La agenda va más allá del recorrido por la ciudad en ruinas, según la antropóloga Diana Zárate, encargada del proyecto educativo. “Los talleres toman como medio la pintura, agricultura, el teatro y la música para transmitir información sobre la estética, la alimentación y el comercio que tuvieron lugar en Panamá Viejo y en América antes y después del siglo XVI”.
El ‘aula viva’, un espacio amplio ubicado en el convento de los jesuitas, recobra su sentido didáctico al prestarse para albergar a los infantes por dos horas –los martes, jueves y viernes (de 9:00 a.m. a 11:00 a.m.)–, extendiéndose una hora más los días sábado (de 1:00 p.m. a 4:00 p.m.), donde desarrollan actividades lúdicas.
Allí, guías especializados en el trato con niños logran “atraparlos, motivarlos y conectarlos emocionalmente” con la historia del Conjunto Monumental de Panamá Viejo convertido por la Unesco en Patrimonio de la Humanidad.
Este proyecto educativo, financiado por Banistmo, tiene como norte rescatar la memoria histórica y realzar la importancia del sitio dentro de la comunidad.
Uno de los talleres consiste en la siembra de huertos europeos, asiáticos o americanos. Los chicos aprenden la diversidad de semillas, su origen y cuidado. También “reconocerán que todas esas plantas son parte de nuestros alimentos habituales y que nuestro menú se ha enriquecido por el contacto entre culturas”, manifiesta Zárate. En otros actividades, se pintan platos de cerámica con diseños prehispánicos y coloniales con el fin de diferenciar las técnicas de cada uno.

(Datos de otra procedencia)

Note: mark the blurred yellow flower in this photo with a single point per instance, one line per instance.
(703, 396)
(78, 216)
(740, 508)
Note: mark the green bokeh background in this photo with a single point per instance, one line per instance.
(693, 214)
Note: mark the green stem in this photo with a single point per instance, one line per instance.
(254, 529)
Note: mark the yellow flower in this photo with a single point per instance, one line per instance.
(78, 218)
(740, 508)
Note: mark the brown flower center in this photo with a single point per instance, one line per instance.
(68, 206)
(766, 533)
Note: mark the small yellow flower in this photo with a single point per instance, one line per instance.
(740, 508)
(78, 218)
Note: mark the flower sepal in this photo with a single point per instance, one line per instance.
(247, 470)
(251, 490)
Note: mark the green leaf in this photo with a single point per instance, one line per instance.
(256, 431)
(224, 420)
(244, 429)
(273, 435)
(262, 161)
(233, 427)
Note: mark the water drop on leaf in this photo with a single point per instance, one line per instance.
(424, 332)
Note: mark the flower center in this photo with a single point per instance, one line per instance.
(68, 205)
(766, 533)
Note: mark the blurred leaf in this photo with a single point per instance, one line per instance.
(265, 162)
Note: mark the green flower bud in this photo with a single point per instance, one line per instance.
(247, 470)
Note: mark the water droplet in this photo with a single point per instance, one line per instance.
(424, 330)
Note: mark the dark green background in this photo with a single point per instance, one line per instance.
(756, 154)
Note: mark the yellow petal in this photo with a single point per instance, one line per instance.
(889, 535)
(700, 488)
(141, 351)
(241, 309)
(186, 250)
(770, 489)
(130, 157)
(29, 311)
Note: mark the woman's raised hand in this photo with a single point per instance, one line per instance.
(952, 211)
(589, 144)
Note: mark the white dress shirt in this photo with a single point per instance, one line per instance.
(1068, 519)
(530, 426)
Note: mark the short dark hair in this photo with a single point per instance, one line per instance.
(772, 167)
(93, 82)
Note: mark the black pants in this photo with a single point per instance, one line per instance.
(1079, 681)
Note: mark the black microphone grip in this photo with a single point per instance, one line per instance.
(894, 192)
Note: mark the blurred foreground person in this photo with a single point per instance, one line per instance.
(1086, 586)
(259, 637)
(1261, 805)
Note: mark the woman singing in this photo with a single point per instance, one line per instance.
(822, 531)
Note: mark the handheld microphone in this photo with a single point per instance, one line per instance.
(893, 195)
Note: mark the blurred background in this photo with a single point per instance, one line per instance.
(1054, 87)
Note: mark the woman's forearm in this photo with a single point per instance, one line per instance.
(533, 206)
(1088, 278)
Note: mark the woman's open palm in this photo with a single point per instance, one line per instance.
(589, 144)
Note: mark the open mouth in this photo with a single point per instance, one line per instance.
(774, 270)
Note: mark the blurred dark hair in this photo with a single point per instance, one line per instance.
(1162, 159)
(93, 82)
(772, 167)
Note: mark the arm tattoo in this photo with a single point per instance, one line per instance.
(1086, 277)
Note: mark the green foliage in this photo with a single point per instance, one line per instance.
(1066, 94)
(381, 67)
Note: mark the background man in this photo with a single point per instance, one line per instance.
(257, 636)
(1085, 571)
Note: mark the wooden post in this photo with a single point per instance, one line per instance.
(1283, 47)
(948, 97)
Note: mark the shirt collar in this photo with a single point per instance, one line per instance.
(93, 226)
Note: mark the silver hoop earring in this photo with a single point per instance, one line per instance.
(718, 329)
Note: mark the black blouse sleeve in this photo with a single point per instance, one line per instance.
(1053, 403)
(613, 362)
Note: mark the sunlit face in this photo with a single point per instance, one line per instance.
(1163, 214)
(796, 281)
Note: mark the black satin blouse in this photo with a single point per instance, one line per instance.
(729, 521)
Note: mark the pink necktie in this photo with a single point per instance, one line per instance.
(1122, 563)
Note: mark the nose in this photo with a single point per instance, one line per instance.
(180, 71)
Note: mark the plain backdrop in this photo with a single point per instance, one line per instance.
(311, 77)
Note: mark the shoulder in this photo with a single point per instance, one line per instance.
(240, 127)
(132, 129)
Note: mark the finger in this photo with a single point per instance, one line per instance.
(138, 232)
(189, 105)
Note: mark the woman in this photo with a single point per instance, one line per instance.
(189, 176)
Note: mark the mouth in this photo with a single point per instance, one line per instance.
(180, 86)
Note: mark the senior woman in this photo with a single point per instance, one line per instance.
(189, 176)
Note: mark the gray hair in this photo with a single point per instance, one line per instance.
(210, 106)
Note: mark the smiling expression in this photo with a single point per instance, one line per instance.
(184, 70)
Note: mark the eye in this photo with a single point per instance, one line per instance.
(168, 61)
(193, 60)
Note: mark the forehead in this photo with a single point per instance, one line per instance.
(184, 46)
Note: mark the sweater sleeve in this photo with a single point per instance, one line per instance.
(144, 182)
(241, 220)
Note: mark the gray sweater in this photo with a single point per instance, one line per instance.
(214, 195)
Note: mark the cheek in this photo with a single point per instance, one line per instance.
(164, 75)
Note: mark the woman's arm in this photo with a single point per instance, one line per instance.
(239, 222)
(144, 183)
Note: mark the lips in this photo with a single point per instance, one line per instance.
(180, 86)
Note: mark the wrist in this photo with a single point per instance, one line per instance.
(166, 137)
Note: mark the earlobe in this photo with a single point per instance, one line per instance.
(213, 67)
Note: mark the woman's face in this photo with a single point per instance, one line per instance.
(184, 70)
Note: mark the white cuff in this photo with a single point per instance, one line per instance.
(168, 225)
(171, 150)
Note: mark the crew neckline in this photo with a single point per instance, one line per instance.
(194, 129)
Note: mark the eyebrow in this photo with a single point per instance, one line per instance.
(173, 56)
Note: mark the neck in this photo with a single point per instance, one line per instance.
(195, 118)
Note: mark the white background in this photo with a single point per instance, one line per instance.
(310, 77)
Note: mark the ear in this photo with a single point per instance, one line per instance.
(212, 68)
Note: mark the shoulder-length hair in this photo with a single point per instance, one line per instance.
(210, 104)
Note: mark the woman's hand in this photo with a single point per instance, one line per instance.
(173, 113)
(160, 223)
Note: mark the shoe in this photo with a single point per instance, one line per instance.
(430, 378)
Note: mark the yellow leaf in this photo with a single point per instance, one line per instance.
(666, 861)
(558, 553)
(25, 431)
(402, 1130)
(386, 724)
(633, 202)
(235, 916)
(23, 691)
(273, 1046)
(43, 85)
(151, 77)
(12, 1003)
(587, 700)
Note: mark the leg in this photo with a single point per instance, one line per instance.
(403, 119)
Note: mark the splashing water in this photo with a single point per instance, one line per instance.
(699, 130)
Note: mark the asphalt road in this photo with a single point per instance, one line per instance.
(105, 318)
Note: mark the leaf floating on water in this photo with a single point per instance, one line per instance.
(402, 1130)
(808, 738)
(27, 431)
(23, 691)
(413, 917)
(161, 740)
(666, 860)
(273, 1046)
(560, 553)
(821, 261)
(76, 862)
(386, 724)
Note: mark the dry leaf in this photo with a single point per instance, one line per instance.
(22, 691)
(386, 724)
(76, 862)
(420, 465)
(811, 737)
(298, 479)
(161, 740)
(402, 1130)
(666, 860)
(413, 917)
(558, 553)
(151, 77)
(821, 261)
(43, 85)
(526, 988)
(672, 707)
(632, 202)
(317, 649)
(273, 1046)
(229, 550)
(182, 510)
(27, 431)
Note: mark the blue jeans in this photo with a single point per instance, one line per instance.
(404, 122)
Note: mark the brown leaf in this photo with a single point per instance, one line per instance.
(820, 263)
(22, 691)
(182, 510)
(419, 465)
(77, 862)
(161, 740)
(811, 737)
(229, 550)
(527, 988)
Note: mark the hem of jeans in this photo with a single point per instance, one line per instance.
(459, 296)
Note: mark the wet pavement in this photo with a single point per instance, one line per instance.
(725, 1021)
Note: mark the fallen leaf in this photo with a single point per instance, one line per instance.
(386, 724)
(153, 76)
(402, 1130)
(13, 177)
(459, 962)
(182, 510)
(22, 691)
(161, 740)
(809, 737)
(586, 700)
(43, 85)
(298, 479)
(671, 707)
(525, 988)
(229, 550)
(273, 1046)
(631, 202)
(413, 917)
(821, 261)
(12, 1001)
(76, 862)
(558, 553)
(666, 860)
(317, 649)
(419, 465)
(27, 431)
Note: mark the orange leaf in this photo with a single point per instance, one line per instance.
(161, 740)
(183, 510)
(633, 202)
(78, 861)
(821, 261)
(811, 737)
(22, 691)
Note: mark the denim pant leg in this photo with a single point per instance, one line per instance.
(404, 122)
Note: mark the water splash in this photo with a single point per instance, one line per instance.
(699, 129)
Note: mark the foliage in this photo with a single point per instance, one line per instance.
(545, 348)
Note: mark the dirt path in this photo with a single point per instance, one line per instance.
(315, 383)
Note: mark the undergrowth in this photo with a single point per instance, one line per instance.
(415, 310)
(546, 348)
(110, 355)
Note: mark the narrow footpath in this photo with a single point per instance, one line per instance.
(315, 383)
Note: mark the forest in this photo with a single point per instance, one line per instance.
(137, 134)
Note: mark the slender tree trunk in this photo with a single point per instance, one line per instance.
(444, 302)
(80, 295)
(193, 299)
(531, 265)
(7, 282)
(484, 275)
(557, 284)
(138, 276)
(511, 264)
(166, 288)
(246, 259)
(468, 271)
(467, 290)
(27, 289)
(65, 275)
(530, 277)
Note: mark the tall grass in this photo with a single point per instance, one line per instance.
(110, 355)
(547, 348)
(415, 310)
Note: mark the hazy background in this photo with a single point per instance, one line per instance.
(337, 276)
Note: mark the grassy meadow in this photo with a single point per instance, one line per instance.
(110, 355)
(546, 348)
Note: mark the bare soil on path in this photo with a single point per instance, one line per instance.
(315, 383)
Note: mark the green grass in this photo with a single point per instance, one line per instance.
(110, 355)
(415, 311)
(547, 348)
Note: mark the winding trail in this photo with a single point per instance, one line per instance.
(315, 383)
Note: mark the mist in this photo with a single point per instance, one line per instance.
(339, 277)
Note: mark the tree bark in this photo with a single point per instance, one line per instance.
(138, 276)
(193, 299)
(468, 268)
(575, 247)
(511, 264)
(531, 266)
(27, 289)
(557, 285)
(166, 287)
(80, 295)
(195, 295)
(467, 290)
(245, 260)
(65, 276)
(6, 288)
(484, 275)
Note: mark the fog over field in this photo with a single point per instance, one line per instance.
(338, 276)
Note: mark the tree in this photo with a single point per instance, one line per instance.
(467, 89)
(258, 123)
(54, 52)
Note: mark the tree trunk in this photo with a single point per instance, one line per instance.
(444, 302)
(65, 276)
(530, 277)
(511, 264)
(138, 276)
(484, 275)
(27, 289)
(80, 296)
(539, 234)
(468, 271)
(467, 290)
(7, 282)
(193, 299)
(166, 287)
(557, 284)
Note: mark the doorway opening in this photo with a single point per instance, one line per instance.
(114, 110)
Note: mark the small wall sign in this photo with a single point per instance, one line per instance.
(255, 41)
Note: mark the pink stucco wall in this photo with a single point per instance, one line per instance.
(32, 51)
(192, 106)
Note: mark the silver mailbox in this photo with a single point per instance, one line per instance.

Y para incentivar la creatividad, los niños escuchan música con instrumentos prehispánicos y coloniales para dar origen a historias cortas que serán narradas por medio de títeres, construidos por ellos mismos.
Un taller de sellos y decoración corporal se inserta en el programa que finaliza el 7 de marzo. En él se muestra cómo hacían su propia pintura corporal los moradores preshispánicos.